When the staff saw the issue, editor James Bernard, co-owner and co-editor Jon Schecter, music editor Reginald Dennis and five other staffers all left in protest. Many of us (myself personally) understood little of the background behind it at the time, but it was the beginning of the end for The Source as a reliable and quality hip-hop magazine. Although it is much more popular and has a much wider circulation today than it did then, the fact checking is suspect (they can’t even tell Bizarre and Proof apart in D-12 reviews) and people generally suspect that any advertiser who buys two or more pages of ads will get a four mic review for the rapper on their label of choice.

Ironic that they are more successful and generally less credible; a problem that former RSO member Benzino can probably relate to. Either in an attempt to hide their past or start over fresh, the remainder of the group changed their name to “Made Men” and cut a brand new album in 1999 called “Classic Limited Edition.” Most of the industry was little fooled and the album was widely panned – in many cases unfairly. Despite the suspect nature of their praiseworthy review in The Source and suspicions they had paid for radio and video play, the lead single “Deja Vu (Is It You?)” and many of the other songs on it really weren’t that bad. RSO despite all their controversies were never a TALENTLESS group, just one who got ahead because of their connections.

And now we have the Benzino solo album – an album for whom the artist formerly known as Ray Dog is placing his bets on to finally take his rap career to the next level.

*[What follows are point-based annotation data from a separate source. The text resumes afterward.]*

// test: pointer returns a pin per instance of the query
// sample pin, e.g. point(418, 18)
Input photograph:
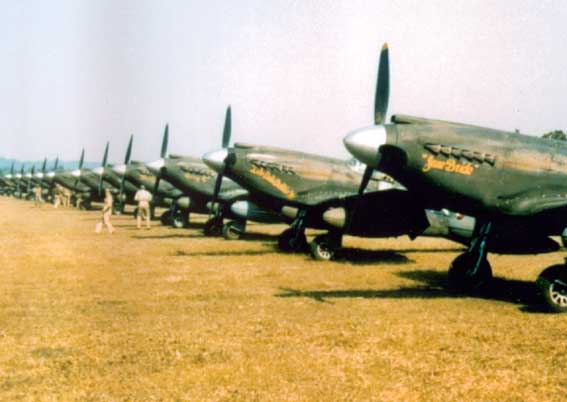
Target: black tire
point(231, 231)
point(289, 242)
point(322, 248)
point(180, 220)
point(552, 285)
point(213, 227)
point(461, 275)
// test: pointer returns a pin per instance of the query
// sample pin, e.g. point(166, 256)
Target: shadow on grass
point(201, 235)
point(433, 285)
point(219, 253)
point(360, 256)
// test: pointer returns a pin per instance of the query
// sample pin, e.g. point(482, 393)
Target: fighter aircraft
point(136, 173)
point(511, 183)
point(318, 192)
point(198, 182)
point(8, 180)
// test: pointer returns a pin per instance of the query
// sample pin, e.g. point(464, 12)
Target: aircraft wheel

To be sure, the music alone will definitely make some waves. Produced almost entirely by his crew Hangmen 3, there are plenty of bangers throughout. The aforementioned “Bang Ta Dis” would be dope no matter who rapped on it, as would tracks like “Feel Your Pain” featuring Outlawz, “Nobody Liver” featuring Pink, the darkly ominous “Any Questions” with Black Rob, and even the somewhat overused Patrice Rushen beat “Settle For My Love” sounds good on “Ghetto Child” featuring Bobby Brown. Oh, and speaking of guest artists, P. Diddy shows up on “Who is Benzino?”, Raekwon the Chef and Cormega show up on “The Jump Up” and Prodigy shows up along with Bobby Brown on “No Parts of Us.” Benzino has no shortage of friends – a fact which may actually make already suspicious people more suspicious that he bought his way into a dope solo debut.

There’s no doubt this is a good record though, despite it all. Only the Teddy Riley produced “Boottee” is really over the top and intentionally so given it’s intended club and pop music audience. Even though a lot of Benzino’s raps are so forgettable as a rapper that there’s no verses worth quoting (although it’s good to see more rappers repping for Boston) the album as a whole flows by smoothly. It’s even charming to see him rap with his little son Ray Ray on the song “Shine Like My Son” with vocals sung by Case. Rappers could use more tracks like these – other than Will Smith, E-40 and Click Tha Supah Latin, most of them shun having family on their albums. For me though, family is the thing we ALL relate to. Thanks to the quality of the musical production and the bevy of guest stars throughout, “The Benzino Project” actually lives up to the word “Project” in it’s sense that it seems to bring a lot of different people together to make one good record. This may be the record that proves that despite his sordid past, Benzino is finally ready to leave it all behind and be the star that Motown hopes he is.